Software manufacturer Microsoft has conceded that Windows XP is still in demand and has agreed to continue to sell the popular operating system, albeit in its Home version, only on low cost systems and until 2010.
Although some news wires have announced that only laptops would be covered, it seems that Microsoft could extend the ULCPC to ultra cheap desktops as well, provided that they are smart enough to navigate through Microsoft's Terms and Conditions.
But the software manufacturer has not backed off from its initial deadline of 30th of June 2008, at which date, it will stop selling Windows XP by this date.
Microsoft's announcement shows that the Ultra Cheap computer market is considered as a crucial market to be conquered: as it stands, even a cut-down version of Vista would have no chances against a trimmed down Linux distribution when it comes to speed and price.

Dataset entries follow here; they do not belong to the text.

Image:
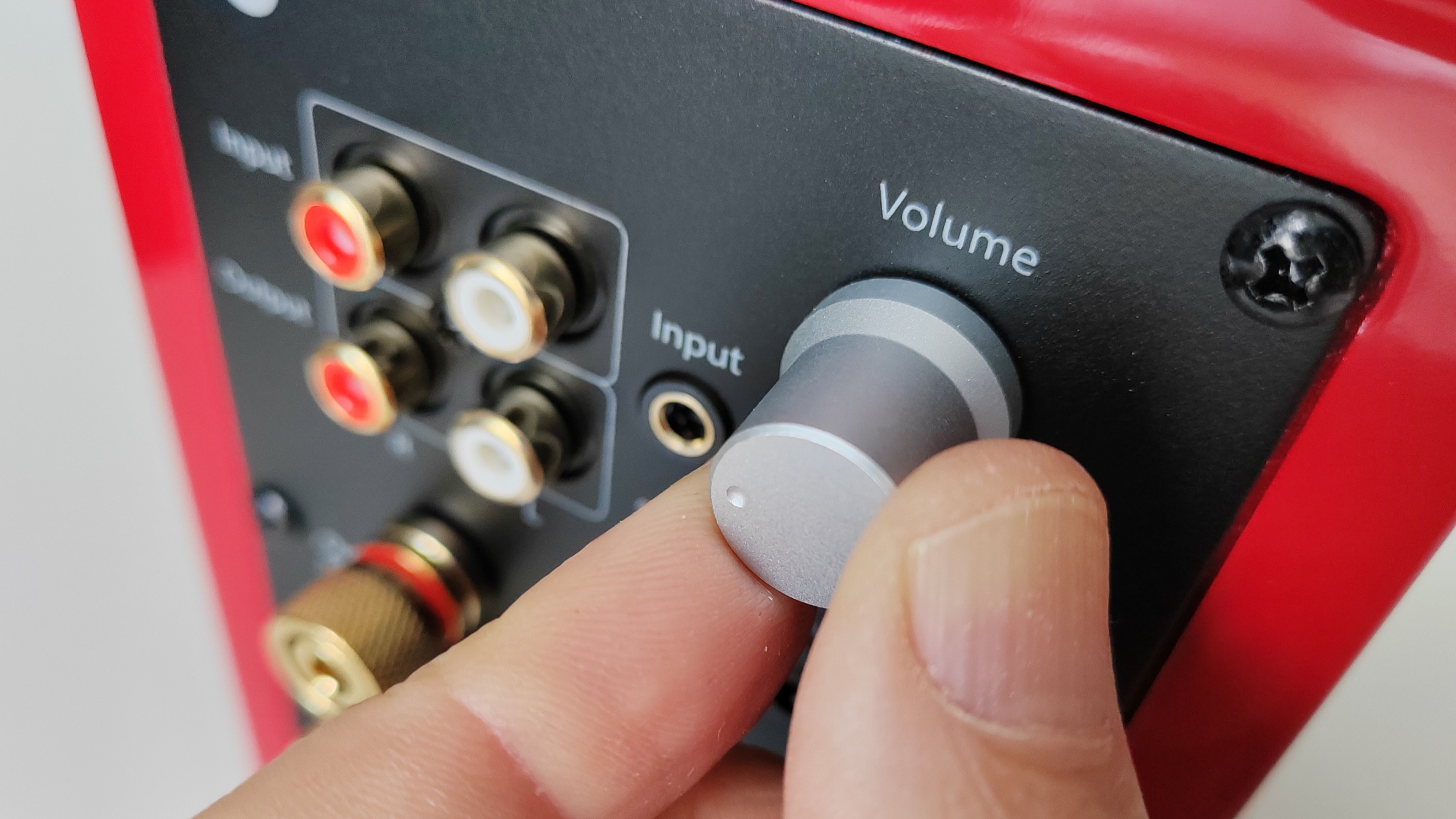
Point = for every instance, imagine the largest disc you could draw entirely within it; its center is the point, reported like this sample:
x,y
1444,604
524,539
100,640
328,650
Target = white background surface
x,y
117,696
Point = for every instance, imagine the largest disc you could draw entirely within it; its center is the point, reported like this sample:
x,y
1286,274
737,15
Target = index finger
x,y
608,690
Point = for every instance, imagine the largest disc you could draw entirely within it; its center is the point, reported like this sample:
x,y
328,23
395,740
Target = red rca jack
x,y
513,296
525,441
356,228
366,381
365,628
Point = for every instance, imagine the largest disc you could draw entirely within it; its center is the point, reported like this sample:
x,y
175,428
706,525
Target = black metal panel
x,y
750,152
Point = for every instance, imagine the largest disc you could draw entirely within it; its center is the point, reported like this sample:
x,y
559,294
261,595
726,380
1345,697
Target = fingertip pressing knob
x,y
883,375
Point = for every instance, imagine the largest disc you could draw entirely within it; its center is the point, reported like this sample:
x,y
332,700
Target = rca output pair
x,y
507,452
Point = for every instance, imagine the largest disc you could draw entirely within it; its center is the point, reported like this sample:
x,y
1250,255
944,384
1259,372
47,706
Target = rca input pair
x,y
507,299
520,290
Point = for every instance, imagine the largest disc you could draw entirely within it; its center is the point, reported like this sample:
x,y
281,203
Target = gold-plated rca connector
x,y
510,298
357,632
356,228
512,451
366,381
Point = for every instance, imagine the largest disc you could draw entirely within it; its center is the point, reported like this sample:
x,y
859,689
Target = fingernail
x,y
1010,612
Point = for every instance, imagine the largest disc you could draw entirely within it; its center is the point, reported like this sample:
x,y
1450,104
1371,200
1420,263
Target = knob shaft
x,y
883,375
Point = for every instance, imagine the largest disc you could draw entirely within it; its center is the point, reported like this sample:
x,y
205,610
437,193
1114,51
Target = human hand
x,y
963,669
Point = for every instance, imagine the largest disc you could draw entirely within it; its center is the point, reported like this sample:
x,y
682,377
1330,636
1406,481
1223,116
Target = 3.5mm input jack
x,y
684,419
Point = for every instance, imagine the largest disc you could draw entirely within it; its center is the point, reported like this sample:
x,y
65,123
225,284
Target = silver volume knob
x,y
883,375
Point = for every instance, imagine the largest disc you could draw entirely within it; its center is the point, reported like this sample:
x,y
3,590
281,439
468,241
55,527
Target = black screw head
x,y
1292,264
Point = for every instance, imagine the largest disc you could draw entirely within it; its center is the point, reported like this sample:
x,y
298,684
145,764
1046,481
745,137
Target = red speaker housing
x,y
1349,509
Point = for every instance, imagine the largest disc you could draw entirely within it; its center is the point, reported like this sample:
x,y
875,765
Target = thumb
x,y
964,667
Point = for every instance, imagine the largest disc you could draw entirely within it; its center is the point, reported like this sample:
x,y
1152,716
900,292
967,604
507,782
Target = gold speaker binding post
x,y
368,627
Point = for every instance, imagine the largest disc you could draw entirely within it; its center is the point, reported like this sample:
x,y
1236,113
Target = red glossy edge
x,y
146,155
1350,509
1362,94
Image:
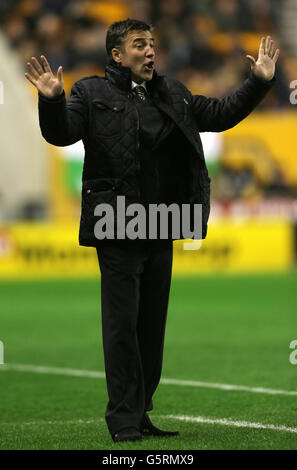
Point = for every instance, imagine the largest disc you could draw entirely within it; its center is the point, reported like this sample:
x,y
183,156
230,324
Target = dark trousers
x,y
135,285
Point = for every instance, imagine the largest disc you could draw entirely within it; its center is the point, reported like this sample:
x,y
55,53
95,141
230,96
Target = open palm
x,y
44,79
264,67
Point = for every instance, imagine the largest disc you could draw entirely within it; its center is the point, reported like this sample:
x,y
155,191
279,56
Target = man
x,y
141,137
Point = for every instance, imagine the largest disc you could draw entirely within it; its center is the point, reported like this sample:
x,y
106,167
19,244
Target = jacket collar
x,y
121,77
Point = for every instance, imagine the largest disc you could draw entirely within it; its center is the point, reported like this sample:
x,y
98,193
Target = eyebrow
x,y
143,39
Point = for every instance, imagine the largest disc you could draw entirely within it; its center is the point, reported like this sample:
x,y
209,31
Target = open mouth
x,y
149,66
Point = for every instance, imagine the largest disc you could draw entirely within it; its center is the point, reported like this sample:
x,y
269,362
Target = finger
x,y
32,70
275,55
251,58
262,45
60,73
267,45
37,65
46,65
271,49
31,79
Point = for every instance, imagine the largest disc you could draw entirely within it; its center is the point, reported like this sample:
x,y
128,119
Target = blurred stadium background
x,y
252,232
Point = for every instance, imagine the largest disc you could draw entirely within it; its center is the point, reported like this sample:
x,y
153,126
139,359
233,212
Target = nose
x,y
150,52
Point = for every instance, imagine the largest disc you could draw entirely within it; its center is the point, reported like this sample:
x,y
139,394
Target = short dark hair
x,y
118,31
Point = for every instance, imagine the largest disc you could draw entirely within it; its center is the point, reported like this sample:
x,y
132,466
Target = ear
x,y
116,55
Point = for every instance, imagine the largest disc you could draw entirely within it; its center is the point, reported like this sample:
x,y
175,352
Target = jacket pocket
x,y
107,118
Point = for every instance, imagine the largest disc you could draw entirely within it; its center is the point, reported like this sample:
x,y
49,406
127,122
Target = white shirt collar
x,y
134,84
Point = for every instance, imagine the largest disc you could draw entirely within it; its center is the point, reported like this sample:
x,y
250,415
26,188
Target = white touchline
x,y
191,419
229,422
101,375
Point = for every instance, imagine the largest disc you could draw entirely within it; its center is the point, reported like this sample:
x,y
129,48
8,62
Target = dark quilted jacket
x,y
100,111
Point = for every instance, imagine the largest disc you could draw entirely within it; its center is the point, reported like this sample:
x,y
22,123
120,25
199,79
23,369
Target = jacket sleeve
x,y
217,115
64,122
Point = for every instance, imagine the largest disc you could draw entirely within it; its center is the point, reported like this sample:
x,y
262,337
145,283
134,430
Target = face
x,y
138,53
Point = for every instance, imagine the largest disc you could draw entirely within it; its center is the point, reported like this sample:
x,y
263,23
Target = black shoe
x,y
127,434
148,429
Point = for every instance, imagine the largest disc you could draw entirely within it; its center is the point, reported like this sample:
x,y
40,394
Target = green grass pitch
x,y
220,329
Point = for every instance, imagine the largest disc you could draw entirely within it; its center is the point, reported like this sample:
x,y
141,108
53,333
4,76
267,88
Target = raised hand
x,y
43,78
265,66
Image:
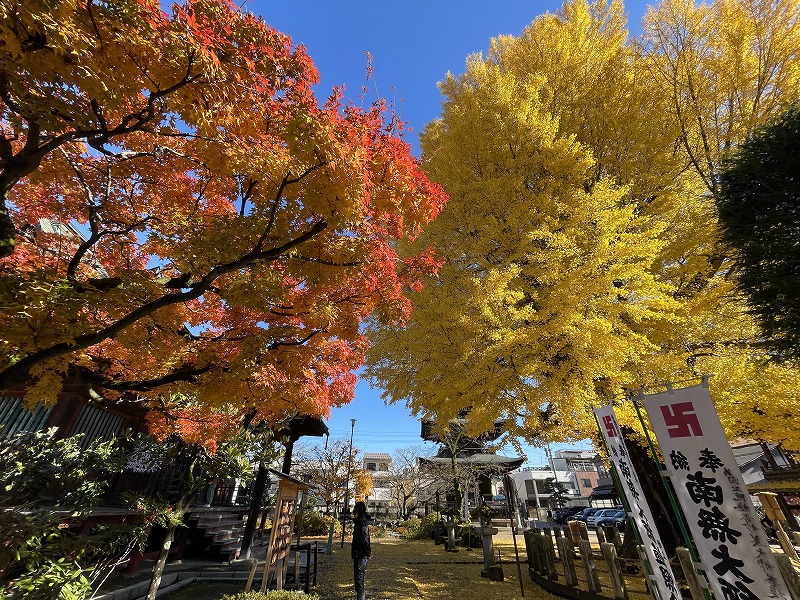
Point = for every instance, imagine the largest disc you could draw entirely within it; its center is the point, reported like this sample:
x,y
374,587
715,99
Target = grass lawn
x,y
405,570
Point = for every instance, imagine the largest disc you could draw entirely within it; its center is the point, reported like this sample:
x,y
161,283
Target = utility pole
x,y
346,510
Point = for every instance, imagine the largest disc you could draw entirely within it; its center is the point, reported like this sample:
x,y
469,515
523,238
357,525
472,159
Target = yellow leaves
x,y
581,253
49,379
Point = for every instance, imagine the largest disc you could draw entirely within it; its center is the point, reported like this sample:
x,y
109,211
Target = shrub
x,y
377,531
314,523
412,527
428,524
470,537
271,595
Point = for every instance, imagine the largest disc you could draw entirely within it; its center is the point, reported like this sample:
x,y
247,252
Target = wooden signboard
x,y
290,491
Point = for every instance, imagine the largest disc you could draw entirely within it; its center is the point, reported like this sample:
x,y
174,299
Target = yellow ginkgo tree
x,y
579,247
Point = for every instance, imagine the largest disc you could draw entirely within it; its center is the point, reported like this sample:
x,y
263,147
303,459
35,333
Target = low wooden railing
x,y
575,567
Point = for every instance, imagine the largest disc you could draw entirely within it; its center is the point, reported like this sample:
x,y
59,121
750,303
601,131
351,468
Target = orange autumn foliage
x,y
214,230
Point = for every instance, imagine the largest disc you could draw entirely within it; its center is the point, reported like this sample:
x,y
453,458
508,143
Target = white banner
x,y
730,540
640,512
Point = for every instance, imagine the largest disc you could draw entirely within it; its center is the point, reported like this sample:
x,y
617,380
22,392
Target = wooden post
x,y
601,536
612,535
690,572
567,554
614,570
589,566
789,573
550,553
647,568
565,529
583,531
528,547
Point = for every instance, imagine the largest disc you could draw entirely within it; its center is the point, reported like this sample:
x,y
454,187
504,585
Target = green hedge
x,y
271,595
314,523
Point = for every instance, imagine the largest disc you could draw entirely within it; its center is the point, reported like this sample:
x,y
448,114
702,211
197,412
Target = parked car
x,y
584,514
618,519
591,521
562,515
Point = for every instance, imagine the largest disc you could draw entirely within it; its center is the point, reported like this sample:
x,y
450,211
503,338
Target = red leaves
x,y
246,232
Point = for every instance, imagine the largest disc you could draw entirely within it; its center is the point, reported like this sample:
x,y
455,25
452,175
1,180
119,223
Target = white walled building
x,y
380,502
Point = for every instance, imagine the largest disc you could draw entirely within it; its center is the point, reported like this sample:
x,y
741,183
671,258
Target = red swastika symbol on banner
x,y
681,420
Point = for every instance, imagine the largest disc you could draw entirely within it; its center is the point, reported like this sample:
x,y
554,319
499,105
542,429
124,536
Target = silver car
x,y
591,522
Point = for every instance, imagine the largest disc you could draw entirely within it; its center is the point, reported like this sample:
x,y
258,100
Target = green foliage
x,y
271,595
757,206
61,579
411,529
316,523
558,494
37,469
470,537
483,512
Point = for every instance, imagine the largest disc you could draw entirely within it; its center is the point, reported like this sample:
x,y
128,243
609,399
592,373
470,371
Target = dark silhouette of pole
x,y
346,510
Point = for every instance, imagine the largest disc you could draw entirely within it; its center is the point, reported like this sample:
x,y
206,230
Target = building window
x,y
529,489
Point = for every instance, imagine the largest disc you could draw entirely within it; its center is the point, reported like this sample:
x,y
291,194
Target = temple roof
x,y
503,463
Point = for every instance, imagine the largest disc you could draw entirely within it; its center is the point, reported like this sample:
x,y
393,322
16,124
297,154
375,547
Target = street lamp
x,y
346,511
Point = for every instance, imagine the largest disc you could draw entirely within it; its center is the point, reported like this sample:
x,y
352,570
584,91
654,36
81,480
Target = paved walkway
x,y
399,570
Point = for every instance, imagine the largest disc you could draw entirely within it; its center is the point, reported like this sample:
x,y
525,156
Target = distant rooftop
x,y
377,456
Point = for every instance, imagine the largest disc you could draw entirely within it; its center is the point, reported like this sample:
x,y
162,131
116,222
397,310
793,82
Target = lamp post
x,y
346,510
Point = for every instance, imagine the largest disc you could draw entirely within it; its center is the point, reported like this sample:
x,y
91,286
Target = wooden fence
x,y
566,562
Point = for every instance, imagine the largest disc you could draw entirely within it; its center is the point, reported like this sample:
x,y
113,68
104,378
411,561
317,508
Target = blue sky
x,y
413,44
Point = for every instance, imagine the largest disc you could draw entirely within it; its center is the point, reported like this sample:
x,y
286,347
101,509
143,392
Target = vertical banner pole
x,y
668,486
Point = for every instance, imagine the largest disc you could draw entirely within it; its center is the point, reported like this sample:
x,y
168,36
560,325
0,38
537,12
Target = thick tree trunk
x,y
158,568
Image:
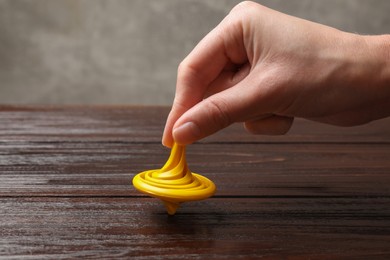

Microsoft has released a full set of guidelines (PDF document here (opens in new tab)) on how to design Flash-based Ultra Low cost PCs for Windows XP and it is yet unknown whether Microsoft will allow manufacturers to bundle WIndows XP with hard drive-based laptops and desktops.
The document is fairly extensive but also slightly confusing (ed : the author of the document seems to confuse between MB and MHz and there's no mention of laptops or notebooks in the document).
In other news, US-based Best Buy has started to sell the Asus Eee PC Galaxy Black with preinstalled Windows XP Home Edition for $399.99.